The Tesla Model S electric sedan isn't just receiving awards from all quarters--it's also incredibly safe should the worst occur. Just how safe has come to light in extra information provided by Telsa Motors [NSDQ:TSLA], following the car's recent five-star NHTSA crash tests.

It's scored the best safety rating of any vehicle ever tested by the National Highway Traffic Safety Administration--irrespective of vehicle segment. Tesla notes that the Model S sedan's five-star across the board score--something achieved by only one percent of vehicles tested--doesn't tell the whole story. In the automaker's blog, it reveals the car has set a new record for lowest likelihood of injury to occupants, even exceeding scores of larger minivans and SUVs.

The NHTSA tests comprise frontal, side-impact, side pole impact and rollover tests. In each category, the Model S excelled. Frontal impact was aided by the car's engine-free front compartment, allowing extra space for deformation and impact absorption.

In side and pole impacts, extra aluminum reinforcements in the side structure help transfer load to the rest of the car's structure, and minimize intrusion--allowing far more residual space for the occupants in a side impact than already-safe vehicles like Volvo's five-star S60 sedan.

An extra bumper layer, fitted when the customer orders the extra pair of rear-facing Model S seats, helps improve rear impact safety--and in front or side impact, the rear seats are the safest place in the car.
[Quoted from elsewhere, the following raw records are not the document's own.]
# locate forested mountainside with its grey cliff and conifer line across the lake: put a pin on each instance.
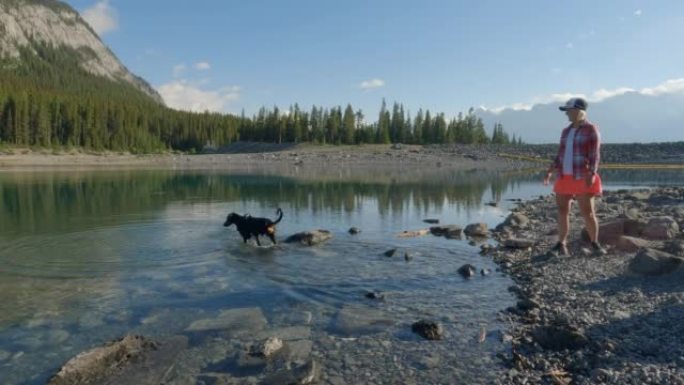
(60, 86)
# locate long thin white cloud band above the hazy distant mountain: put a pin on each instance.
(671, 86)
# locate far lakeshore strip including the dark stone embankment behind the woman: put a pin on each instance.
(249, 154)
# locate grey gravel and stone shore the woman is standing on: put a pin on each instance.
(580, 319)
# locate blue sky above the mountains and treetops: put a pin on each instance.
(445, 56)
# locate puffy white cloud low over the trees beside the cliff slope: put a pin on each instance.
(182, 95)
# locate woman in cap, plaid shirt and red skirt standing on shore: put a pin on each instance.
(576, 166)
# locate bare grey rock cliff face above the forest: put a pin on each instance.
(26, 23)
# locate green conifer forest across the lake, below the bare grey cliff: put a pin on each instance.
(46, 100)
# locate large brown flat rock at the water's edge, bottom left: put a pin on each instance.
(129, 360)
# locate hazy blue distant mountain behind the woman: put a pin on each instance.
(632, 117)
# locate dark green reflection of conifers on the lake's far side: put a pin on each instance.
(59, 202)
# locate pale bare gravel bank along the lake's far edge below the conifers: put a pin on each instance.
(462, 157)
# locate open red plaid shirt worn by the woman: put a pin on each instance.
(586, 150)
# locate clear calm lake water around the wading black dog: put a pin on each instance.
(86, 257)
Rollover risk was very low indeed--less than 6 percent, and "refusing to turn over via the normal methods" while Tesla reveals that rollover testing equipment broke under independent assessment when it reached 4g of load--four time's the car's fully-loaded weight on the roof structure.

If Tesla hadn't already given you enough reasons to want a Model S--not least its rating as one of Consumer Reports' best ever test vehicles--exceptional occupant safety has just become another.